As directed by Thomas Kail, they don't try to portray each of the dozens of characters, but rather act as only partially defined representations.
Vardalos voices Sugar's responses as she goes about her daily routine of fixing school lunches and trying to restore order to her cluttered surroundings. The faded CBGB's t-shirt she wears and the "Question Authority" sticker on her laptop suggests a less conventional youth.
At first, Sugar's regular readers notice a change in writing style and inquire if indeed their regular source of comfort and entertainment has been replaced. Then, with every answer, Tiny Beautiful Things evolves into a character study of the woman now providing the words of Sugar and of her relationship with her unseen audience.
Taken directly from Strayed's columns, her advice is not that of a trained professional, but of a compassionate fellow human extending sympathetic words. When a woman hesitates to tell the great guy she's been dating that she was once raped, fearing that it may adversely affect their relationship, Sugar quotes a friend of hers, a painter, who was in a similar situation.
"I could allow myself to be influenced by a man who screwed me against my will or I could allow myself to be influenced by van Gogh. I chose van Gogh."
An email from a man with an abusive father prompts a lengthy description of Sugar's own complicated relationship with her dad, and of the unlikely way she found healing.

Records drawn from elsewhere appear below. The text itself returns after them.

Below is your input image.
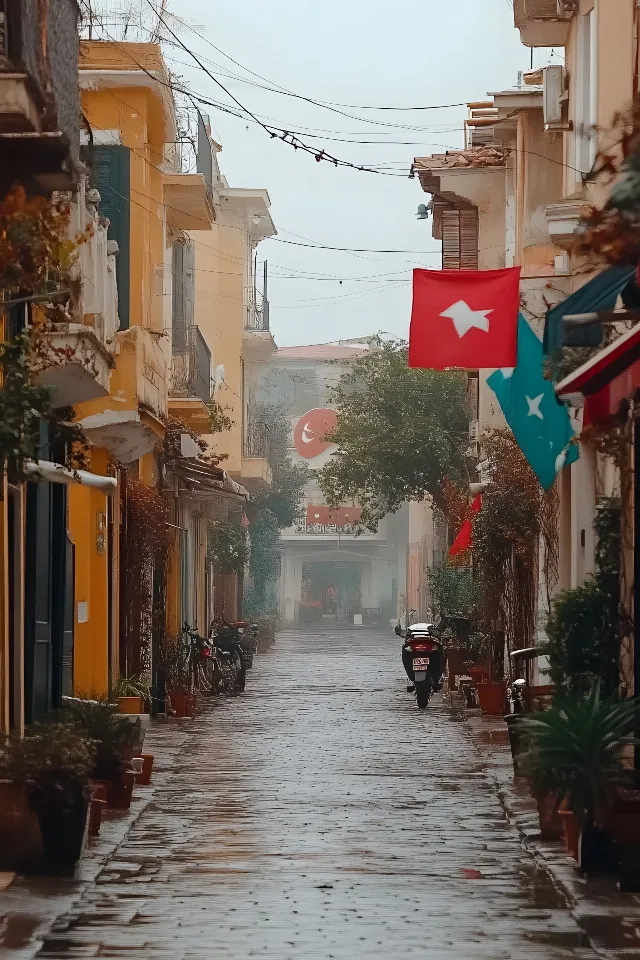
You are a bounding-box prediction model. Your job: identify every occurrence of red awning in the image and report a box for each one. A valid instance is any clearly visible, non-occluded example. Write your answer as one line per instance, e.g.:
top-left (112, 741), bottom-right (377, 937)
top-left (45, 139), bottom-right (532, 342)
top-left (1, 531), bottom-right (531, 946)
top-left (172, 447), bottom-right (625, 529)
top-left (555, 322), bottom-right (640, 425)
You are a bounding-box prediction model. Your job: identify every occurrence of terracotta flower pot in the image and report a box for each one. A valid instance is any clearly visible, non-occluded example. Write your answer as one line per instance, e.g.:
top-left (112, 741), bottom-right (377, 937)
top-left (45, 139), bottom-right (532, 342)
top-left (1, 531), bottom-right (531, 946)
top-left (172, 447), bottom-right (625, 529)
top-left (476, 681), bottom-right (507, 716)
top-left (535, 791), bottom-right (563, 842)
top-left (88, 796), bottom-right (107, 836)
top-left (94, 772), bottom-right (135, 811)
top-left (135, 754), bottom-right (154, 786)
top-left (609, 791), bottom-right (640, 846)
top-left (559, 809), bottom-right (580, 858)
top-left (117, 696), bottom-right (144, 715)
top-left (168, 690), bottom-right (193, 718)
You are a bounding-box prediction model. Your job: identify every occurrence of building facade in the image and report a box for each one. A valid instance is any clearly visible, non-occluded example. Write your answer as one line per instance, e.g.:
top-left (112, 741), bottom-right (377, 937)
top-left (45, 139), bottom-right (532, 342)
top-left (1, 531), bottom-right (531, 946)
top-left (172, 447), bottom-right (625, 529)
top-left (256, 340), bottom-right (408, 626)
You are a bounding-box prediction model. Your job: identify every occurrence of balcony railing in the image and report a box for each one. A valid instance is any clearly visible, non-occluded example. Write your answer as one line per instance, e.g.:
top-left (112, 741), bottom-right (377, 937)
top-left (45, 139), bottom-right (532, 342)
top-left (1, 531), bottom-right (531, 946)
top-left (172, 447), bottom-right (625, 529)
top-left (244, 421), bottom-right (273, 461)
top-left (170, 325), bottom-right (212, 405)
top-left (244, 286), bottom-right (270, 332)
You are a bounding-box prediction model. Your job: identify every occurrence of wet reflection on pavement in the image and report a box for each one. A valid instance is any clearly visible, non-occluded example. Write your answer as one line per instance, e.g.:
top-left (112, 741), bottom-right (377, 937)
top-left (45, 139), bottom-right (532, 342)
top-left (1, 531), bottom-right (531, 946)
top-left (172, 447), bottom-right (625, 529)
top-left (3, 628), bottom-right (599, 959)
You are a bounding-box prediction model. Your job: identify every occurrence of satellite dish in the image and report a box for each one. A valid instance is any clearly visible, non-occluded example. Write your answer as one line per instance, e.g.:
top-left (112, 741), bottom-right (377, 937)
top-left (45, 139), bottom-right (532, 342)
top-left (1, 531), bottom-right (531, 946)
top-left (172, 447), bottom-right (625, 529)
top-left (416, 203), bottom-right (430, 220)
top-left (213, 364), bottom-right (225, 387)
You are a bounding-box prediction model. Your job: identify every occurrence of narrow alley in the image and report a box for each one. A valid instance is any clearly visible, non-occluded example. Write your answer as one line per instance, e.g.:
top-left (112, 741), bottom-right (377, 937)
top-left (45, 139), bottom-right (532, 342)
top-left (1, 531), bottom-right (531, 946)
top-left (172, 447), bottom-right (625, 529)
top-left (2, 629), bottom-right (596, 960)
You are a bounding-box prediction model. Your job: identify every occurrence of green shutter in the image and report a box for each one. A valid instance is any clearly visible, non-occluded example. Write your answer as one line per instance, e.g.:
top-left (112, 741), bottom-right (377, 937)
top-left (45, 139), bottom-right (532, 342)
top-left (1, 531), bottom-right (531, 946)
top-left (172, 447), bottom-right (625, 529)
top-left (90, 145), bottom-right (131, 330)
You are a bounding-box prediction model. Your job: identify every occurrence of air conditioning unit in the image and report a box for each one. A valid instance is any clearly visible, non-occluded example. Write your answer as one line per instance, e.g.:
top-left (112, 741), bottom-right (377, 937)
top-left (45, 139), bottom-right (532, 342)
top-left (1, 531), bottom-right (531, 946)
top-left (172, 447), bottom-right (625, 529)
top-left (468, 419), bottom-right (479, 441)
top-left (543, 64), bottom-right (566, 130)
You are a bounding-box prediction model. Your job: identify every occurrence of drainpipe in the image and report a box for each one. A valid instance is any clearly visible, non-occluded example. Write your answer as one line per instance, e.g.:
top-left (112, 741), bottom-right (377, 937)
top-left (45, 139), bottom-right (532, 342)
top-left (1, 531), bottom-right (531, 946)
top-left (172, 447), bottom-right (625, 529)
top-left (24, 460), bottom-right (117, 493)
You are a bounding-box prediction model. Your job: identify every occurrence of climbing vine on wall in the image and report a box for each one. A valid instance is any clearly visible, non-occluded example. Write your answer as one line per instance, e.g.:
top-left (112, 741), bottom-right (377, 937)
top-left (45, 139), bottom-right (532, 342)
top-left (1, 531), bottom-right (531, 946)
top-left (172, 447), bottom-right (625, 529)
top-left (0, 186), bottom-right (92, 478)
top-left (120, 478), bottom-right (172, 677)
top-left (472, 431), bottom-right (545, 677)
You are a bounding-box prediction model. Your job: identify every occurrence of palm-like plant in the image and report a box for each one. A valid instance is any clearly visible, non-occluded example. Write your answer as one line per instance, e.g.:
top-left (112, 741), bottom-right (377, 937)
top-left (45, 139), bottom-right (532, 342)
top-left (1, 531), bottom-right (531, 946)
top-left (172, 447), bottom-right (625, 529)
top-left (520, 684), bottom-right (640, 827)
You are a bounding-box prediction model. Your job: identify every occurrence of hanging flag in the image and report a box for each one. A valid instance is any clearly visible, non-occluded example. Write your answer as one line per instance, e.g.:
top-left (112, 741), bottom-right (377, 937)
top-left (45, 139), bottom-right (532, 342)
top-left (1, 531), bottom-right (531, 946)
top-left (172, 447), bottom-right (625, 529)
top-left (409, 267), bottom-right (520, 369)
top-left (487, 314), bottom-right (579, 490)
top-left (449, 493), bottom-right (482, 557)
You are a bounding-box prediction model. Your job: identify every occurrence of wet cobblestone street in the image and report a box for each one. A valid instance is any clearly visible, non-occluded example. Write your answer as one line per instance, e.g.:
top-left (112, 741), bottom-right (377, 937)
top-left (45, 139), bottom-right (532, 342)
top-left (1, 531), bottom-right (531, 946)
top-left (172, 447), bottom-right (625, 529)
top-left (1, 628), bottom-right (599, 959)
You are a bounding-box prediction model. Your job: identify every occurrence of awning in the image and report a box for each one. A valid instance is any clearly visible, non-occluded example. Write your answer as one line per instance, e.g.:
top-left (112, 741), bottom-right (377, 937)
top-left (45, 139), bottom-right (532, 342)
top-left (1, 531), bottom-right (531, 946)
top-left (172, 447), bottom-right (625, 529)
top-left (543, 266), bottom-right (635, 357)
top-left (555, 321), bottom-right (640, 424)
top-left (169, 459), bottom-right (250, 502)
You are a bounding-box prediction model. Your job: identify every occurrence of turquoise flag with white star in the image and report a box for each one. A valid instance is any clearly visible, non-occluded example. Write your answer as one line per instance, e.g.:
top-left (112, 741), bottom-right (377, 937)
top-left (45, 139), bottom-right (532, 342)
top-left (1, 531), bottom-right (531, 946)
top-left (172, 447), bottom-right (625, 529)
top-left (487, 314), bottom-right (579, 489)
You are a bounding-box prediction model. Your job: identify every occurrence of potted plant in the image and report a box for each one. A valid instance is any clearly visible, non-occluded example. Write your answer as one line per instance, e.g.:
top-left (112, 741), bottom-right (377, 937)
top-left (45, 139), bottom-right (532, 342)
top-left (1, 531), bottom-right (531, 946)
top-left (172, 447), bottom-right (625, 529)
top-left (0, 723), bottom-right (96, 873)
top-left (520, 685), bottom-right (639, 872)
top-left (475, 631), bottom-right (508, 716)
top-left (158, 635), bottom-right (193, 718)
top-left (113, 675), bottom-right (150, 715)
top-left (63, 699), bottom-right (141, 810)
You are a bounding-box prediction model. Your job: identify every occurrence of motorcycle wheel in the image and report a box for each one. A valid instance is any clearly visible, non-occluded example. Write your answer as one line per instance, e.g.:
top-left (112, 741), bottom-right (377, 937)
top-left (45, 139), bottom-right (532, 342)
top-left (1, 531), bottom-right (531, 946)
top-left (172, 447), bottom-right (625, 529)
top-left (416, 681), bottom-right (431, 710)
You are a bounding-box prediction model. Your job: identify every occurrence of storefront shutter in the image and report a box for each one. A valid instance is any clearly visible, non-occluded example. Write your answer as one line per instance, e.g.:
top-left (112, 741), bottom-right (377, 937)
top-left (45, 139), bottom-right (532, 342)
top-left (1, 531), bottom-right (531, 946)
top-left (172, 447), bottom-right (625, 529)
top-left (90, 145), bottom-right (131, 329)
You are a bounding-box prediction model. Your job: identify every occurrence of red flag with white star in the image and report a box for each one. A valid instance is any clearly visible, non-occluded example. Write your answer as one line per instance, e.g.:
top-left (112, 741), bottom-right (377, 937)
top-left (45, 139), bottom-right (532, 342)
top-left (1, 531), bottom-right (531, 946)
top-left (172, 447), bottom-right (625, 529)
top-left (409, 267), bottom-right (521, 369)
top-left (448, 493), bottom-right (482, 557)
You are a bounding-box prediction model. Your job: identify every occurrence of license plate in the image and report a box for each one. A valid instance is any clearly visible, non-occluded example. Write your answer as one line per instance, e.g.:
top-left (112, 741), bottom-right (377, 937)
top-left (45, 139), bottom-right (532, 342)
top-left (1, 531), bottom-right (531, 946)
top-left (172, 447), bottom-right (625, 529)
top-left (413, 657), bottom-right (430, 669)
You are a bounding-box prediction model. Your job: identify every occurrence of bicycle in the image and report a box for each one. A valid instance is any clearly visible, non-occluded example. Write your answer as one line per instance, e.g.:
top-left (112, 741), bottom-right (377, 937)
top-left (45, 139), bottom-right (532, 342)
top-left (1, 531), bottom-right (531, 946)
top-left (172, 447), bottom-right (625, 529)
top-left (180, 623), bottom-right (219, 696)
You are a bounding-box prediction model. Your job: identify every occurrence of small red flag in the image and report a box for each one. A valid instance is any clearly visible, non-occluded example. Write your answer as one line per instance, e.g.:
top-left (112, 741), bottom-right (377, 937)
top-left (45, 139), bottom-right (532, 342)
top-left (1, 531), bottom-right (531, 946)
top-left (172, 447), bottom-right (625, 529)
top-left (448, 494), bottom-right (482, 557)
top-left (409, 267), bottom-right (520, 369)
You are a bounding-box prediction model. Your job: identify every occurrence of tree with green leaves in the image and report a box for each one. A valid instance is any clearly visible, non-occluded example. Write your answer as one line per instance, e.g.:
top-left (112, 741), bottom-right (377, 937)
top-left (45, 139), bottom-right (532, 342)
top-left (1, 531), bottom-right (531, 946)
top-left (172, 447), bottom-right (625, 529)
top-left (318, 339), bottom-right (470, 531)
top-left (245, 406), bottom-right (310, 614)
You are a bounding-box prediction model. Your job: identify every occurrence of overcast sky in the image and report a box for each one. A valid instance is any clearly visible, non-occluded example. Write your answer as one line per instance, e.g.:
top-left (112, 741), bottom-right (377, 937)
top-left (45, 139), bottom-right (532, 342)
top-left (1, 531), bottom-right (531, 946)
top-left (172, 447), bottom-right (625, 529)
top-left (105, 0), bottom-right (553, 346)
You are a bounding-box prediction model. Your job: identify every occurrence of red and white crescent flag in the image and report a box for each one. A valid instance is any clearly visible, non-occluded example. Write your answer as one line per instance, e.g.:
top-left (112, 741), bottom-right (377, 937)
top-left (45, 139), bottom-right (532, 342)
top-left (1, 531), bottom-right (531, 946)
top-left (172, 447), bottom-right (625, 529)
top-left (409, 267), bottom-right (520, 370)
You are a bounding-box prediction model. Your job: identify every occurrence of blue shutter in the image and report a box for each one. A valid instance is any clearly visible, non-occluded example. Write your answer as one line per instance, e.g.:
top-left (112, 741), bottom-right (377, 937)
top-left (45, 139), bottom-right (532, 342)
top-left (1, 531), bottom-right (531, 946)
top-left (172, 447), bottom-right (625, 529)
top-left (90, 145), bottom-right (131, 330)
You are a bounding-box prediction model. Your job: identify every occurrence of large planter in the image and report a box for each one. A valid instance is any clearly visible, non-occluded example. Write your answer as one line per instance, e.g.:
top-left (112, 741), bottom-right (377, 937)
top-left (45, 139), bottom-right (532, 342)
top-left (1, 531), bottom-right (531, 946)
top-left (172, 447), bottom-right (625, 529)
top-left (32, 784), bottom-right (90, 874)
top-left (503, 714), bottom-right (526, 777)
top-left (167, 690), bottom-right (193, 718)
top-left (0, 781), bottom-right (42, 869)
top-left (476, 681), bottom-right (507, 716)
top-left (117, 696), bottom-right (145, 715)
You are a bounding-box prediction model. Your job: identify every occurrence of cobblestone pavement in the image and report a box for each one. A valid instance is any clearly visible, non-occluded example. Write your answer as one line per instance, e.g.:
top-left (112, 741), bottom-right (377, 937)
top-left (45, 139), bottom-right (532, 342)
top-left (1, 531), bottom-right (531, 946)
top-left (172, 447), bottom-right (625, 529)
top-left (1, 628), bottom-right (599, 959)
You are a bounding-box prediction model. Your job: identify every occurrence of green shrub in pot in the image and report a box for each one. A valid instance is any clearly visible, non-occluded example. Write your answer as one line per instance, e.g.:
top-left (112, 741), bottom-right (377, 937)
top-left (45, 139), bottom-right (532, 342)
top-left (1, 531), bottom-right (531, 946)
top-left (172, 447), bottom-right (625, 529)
top-left (519, 685), bottom-right (640, 870)
top-left (0, 723), bottom-right (96, 871)
top-left (63, 698), bottom-right (141, 782)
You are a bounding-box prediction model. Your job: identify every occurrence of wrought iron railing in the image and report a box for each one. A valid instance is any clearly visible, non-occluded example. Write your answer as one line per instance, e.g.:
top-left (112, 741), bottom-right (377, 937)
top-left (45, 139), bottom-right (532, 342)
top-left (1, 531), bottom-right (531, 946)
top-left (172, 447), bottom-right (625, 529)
top-left (170, 325), bottom-right (211, 405)
top-left (188, 325), bottom-right (211, 404)
top-left (244, 287), bottom-right (270, 332)
top-left (244, 421), bottom-right (273, 461)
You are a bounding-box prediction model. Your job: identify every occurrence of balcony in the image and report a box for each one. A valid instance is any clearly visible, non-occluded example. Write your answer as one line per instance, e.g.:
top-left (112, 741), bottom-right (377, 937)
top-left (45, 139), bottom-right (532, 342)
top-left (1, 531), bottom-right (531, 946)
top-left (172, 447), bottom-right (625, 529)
top-left (0, 0), bottom-right (81, 192)
top-left (164, 172), bottom-right (215, 231)
top-left (513, 0), bottom-right (575, 46)
top-left (169, 325), bottom-right (212, 433)
top-left (230, 422), bottom-right (272, 491)
top-left (243, 287), bottom-right (276, 359)
top-left (546, 198), bottom-right (585, 249)
top-left (31, 181), bottom-right (119, 408)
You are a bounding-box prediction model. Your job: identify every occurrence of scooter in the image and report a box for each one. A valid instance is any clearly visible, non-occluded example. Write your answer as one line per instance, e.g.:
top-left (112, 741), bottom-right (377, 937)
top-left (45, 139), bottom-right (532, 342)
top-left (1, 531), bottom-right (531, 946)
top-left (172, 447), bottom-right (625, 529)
top-left (398, 622), bottom-right (445, 710)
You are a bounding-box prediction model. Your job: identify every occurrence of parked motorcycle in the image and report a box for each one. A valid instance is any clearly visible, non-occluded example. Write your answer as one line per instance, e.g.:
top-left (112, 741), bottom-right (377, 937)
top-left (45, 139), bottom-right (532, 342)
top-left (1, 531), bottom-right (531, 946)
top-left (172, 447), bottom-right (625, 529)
top-left (399, 622), bottom-right (445, 710)
top-left (230, 620), bottom-right (257, 671)
top-left (210, 619), bottom-right (246, 693)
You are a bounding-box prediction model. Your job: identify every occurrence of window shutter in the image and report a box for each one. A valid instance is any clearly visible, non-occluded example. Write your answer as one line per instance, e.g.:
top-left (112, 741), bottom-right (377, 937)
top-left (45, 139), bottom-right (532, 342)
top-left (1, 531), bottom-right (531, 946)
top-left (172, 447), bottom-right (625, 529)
top-left (90, 145), bottom-right (131, 329)
top-left (441, 208), bottom-right (461, 271)
top-left (460, 209), bottom-right (479, 270)
top-left (172, 243), bottom-right (186, 355)
top-left (441, 207), bottom-right (478, 270)
top-left (183, 241), bottom-right (195, 330)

With no dramatic through-line, Vardalos and Kail establish rhythms and tension by balancing the funny with the emotional, the quick Q&As with the lengthy confessionals. As Sugar, Vardalos is continually touched, amused and amazed by her readers, and conveys the feeling that she can see them collectively as a singular person to be cared for and cherished, hoping that they'll always see themselves as deserving of life's Tiny Beautiful Things.